TRS: treatment-resistant schizophrenia; CLZ: clozapine; SZD: schizoaffective disorder; PANSS: Positive and Negative Syndrome Scale; UHB: Short-Term Psychiatric Hospitalisation Unit; YMRS: Young Mania Rating Scale; MADRS: Montgomery–Asberg Depression Rating Scale; CDSS: Calgary Depression Scale for Schizophrenia.

Among the variables that predicted a lower final score on all the scales, belonging to one of the two intervention arms, as well as the CLZ dose, stood out. However, in the adjusted model, CLZ dose lost its predictive power, and the two predictors associated with lower scores on all the scales were belonging to one of the intervention arms (TRS–CLZ or SZD). Recruitment in the UME also predicted a better score on the PANSS (positive, negative and total score). On the PANSS-T, older age and initial score predicted a poorer outcome at T3. For the two depression scales (MADRS and CDSS), in addition to belonging to the intervention cohorts, cannabis use, a high score at T0, and fewer months without treatment predicted a higher final score.

Discussion

This is the first study designed to longitudinally and prospectively compare the response to CLZ in patients with TRS and SZD, considering each entity independently. The results show that CLZ significantly reduced the positive, negative and total scores on the PANSS in both intervention arms. The superiority of CLZ in producing a reduced PANSS score was supported by previous studies (Meltzer et al., 2008; Siskind et al., 2017) and may be explained if the drug has a combined activity including modulation of numerous biogenic amines (including GABA) and involvement of glutamatergic and muscarinic neurotransmission (Sur et al., 2003). Release of pregnenolone in the hippocampus and cortex (Marx et al., 2006), or reversal of hypersensitivity in dopamine receptors (Kim et al., 2018), has also been proposed as potential mechanisms of action.

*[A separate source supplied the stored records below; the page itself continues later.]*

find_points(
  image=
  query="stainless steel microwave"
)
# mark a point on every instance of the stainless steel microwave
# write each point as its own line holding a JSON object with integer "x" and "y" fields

This trial showed that the response to CLZ in patients with SZD was superior to that of those with TRS in terms of the PANSS-P, PANSS-N and PANSS-T scores, reaching statistical significance with respect to the control cohort, as also shown in previous research (Ciapparelli et al., 2000), and may be because SZD has particular characteristics that make it respond better to medication.

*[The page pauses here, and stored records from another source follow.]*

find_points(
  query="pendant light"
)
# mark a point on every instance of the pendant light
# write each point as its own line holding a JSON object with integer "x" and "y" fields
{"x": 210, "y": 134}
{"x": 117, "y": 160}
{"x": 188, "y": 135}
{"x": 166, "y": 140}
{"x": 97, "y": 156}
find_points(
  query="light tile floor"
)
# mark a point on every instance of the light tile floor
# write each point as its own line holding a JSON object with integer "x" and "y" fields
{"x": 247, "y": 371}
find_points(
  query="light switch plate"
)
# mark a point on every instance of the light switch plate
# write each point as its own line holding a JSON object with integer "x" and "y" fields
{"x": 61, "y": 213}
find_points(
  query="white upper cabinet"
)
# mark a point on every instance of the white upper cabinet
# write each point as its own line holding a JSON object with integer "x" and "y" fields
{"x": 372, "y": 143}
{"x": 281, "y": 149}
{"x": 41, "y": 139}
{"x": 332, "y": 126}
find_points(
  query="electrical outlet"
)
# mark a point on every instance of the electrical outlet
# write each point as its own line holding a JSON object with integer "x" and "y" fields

Kasanin coined the term affective psychosis in 1933, based on nine cases of young people with atypical psychosis, good premorbid adjustment, florid sensory-perceptual disorders and marked emotional involvement, whose evolution was better than that of patients with schizophrenia (Kasanin, 1933). The results of this trial, a century later and in more than 100 patients, are in line with those from other work (Harrow et al., 2000; Pinna et al., 2014) and support this description: participants with SZD were younger than those with TRS, there was a higher proportion of women, and more substance use (dual disorder). Furthermore, despite having had more previous admissions and more severe psychopathology (both psychotic and affective), they responded faster and better to CLZ than those with TRS.

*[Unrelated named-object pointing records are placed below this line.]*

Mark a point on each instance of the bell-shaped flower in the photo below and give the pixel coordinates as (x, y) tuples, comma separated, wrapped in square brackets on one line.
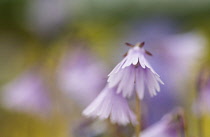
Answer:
[(135, 73), (109, 104)]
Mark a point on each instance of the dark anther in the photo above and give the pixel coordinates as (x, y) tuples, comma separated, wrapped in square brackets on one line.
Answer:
[(141, 44), (128, 44), (125, 54)]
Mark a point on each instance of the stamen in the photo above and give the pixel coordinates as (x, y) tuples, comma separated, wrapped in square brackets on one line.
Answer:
[(141, 44), (148, 53), (125, 54), (128, 44)]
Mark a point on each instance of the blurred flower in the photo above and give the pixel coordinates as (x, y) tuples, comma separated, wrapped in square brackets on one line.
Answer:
[(27, 93), (135, 71), (179, 53), (171, 125), (47, 17), (87, 128), (81, 77), (110, 104), (202, 104)]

The outcomes of patients with SZD were also different from those of those in the two TRS arms in terms of the evolution of the YMRS results, which could explain the relevance of the manic component in the initial diagnosis (Malaspina et al., 2013). In contrast, the response for the two depressive symptom scales (MADRS and CDSS) was comparable in the TRS–CLZ and SZD groups, thereby reinforcing the antidepressant efficacy of the drug, as also suggested by previous research (Tiihonen et al., 2017).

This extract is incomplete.